Many attempts have been made over the years to improve upon the design of the paper clip. So far it has proven very difficult to design something that works better and can be made more economically than the ubiquitous twist of wire we know as the standard paper clip.
It may come as a surprise to many to find out that most paper clips sold in the United States are still also made in the United States. Import tariffs, which have been in place on paper clips since 1994, have helped to keep a robust domestic manufacturing business alive and well bucking the trend towards off-shoring so prominent since the late 1990s.
The number of paper clips sold in the United States annually is high and makes one wonder, what do we do with all those paper clips, particularly in the “paperless society”? According to the source and a quick survey of our offices, here’s a list of uses, other than holding papers together, to which we put paper clips: hanging Christmas ornaments; restarting electronic devices that have tiny little restart buttons; cleaning our fingernails/ears (with apologies); linking them into a chain while chatting on the phone, and temporarily holding up a ripped hem.

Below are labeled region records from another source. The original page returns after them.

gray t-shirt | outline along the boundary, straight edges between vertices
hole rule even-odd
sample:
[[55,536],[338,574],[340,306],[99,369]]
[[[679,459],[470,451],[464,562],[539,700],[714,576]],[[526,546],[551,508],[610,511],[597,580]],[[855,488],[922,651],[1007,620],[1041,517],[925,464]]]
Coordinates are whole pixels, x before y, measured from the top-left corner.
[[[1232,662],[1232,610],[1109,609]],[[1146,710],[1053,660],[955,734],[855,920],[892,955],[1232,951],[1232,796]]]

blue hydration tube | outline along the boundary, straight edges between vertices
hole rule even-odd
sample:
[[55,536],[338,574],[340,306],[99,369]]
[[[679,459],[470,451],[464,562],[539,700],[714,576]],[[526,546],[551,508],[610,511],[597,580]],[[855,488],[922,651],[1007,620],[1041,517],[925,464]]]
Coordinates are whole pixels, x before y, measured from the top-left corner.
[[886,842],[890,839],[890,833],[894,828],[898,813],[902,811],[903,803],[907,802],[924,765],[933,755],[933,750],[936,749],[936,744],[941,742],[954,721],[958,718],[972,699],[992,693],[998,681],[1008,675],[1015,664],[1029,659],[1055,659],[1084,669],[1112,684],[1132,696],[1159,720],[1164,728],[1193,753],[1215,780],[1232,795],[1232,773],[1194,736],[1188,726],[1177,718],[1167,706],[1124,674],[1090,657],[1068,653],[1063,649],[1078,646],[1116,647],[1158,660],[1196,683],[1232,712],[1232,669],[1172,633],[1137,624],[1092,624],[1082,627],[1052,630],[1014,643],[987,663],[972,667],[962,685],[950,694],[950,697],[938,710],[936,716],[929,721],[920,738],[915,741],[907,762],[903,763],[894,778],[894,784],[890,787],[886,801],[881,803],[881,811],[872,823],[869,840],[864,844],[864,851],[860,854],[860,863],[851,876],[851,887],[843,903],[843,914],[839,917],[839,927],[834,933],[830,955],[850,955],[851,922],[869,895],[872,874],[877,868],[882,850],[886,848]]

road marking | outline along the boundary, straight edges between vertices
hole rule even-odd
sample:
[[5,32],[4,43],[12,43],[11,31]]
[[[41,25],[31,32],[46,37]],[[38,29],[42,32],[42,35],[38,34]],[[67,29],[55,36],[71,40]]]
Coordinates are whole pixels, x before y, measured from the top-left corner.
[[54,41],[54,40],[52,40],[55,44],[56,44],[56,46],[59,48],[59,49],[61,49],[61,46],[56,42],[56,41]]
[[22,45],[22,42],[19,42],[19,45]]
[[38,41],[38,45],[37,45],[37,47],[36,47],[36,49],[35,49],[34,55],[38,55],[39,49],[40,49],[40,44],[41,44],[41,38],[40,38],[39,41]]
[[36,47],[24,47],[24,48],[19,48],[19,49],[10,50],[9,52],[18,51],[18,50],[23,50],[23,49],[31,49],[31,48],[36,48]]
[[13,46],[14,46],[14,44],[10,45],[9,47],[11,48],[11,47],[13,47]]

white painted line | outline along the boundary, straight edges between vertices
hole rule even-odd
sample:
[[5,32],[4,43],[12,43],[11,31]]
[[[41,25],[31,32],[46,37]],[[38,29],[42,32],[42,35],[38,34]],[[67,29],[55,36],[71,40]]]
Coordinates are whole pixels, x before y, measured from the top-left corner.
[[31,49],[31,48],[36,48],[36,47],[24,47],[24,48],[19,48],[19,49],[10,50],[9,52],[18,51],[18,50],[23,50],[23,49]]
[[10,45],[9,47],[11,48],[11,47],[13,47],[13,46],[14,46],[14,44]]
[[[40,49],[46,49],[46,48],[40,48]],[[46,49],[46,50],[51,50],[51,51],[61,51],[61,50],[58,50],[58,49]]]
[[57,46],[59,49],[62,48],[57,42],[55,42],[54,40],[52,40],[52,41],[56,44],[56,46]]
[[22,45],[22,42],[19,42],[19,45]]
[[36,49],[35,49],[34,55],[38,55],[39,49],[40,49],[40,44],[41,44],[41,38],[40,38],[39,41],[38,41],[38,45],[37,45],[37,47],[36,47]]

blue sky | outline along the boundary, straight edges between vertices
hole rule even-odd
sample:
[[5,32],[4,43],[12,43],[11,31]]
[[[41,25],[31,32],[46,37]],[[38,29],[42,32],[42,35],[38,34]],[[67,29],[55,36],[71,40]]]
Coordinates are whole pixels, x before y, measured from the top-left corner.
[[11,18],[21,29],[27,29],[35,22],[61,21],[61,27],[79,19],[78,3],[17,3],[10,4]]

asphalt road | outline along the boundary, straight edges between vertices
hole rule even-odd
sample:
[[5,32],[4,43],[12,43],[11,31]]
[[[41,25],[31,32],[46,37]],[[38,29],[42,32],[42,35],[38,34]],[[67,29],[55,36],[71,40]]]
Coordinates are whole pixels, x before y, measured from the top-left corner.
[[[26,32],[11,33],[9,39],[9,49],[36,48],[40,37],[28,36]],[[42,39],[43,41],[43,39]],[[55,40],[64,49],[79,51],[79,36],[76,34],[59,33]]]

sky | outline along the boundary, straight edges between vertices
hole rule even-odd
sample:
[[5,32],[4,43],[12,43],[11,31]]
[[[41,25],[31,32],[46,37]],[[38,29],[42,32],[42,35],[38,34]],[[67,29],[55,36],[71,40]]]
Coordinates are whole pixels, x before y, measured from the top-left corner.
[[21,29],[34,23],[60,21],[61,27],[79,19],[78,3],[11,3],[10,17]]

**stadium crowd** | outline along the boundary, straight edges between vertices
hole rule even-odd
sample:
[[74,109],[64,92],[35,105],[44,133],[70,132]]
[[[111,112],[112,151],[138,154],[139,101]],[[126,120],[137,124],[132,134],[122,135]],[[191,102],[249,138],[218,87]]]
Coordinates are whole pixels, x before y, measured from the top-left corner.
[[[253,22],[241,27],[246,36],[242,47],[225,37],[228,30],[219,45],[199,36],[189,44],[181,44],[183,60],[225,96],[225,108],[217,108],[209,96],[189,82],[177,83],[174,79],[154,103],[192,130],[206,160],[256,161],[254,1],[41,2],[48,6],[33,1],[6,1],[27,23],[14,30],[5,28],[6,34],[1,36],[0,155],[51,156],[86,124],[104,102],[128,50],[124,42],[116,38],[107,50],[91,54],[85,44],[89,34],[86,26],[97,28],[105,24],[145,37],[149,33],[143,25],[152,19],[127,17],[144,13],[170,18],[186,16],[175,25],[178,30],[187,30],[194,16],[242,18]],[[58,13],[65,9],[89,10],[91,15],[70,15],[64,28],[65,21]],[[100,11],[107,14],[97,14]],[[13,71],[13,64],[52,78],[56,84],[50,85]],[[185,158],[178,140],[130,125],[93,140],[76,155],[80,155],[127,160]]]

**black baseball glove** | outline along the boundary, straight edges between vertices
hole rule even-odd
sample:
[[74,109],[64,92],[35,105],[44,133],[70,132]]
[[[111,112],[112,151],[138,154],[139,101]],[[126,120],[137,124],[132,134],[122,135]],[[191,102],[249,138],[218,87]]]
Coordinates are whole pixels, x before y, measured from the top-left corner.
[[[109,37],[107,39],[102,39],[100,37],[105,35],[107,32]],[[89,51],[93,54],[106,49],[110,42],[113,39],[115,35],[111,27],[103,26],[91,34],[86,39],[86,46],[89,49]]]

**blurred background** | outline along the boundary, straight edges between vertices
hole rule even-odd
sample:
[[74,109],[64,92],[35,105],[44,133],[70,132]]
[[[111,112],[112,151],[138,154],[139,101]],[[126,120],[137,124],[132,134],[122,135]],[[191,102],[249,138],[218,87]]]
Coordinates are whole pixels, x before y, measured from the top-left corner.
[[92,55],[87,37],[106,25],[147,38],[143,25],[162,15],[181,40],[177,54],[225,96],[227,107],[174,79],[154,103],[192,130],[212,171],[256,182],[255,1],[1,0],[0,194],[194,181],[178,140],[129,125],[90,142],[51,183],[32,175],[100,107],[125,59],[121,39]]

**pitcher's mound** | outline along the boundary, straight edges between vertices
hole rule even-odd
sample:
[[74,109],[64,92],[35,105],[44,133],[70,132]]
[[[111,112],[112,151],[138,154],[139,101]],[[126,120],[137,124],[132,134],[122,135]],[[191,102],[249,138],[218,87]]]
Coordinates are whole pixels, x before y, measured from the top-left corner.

Today’s market size is an industry estimate of the number of paper clips sold annually in the United States.
Geographic reference: United States
Year: 2010
Market size: 11 billion clips
Source: James R. Hagerty, “Mousetraps, Maybe, but Can You Build a Better Paper Clip?” The Wall Street Journal, online edition of August 29, 2011, available here.
Posted on September 7, 2011
We ought to find out how the paperclip people managed to get themselves tariff protection. Nice going!
It is an interesting question: just how do some products and/or industries manage to get protection from imports, even in a period when increasingly liberal trade agreements are the norm?
A few years ago I’d have to pay someone for this informtaion.
Well now, that is an interesting comment… even if it was automatically generated. It provides a wonderful start for a discussion about the true value of statistical data, how we can support sources of reliable data collection and what might happen if we don’t… as we are failing to do by under funding the Census Bureau but… sadly, no time for that discussion just now.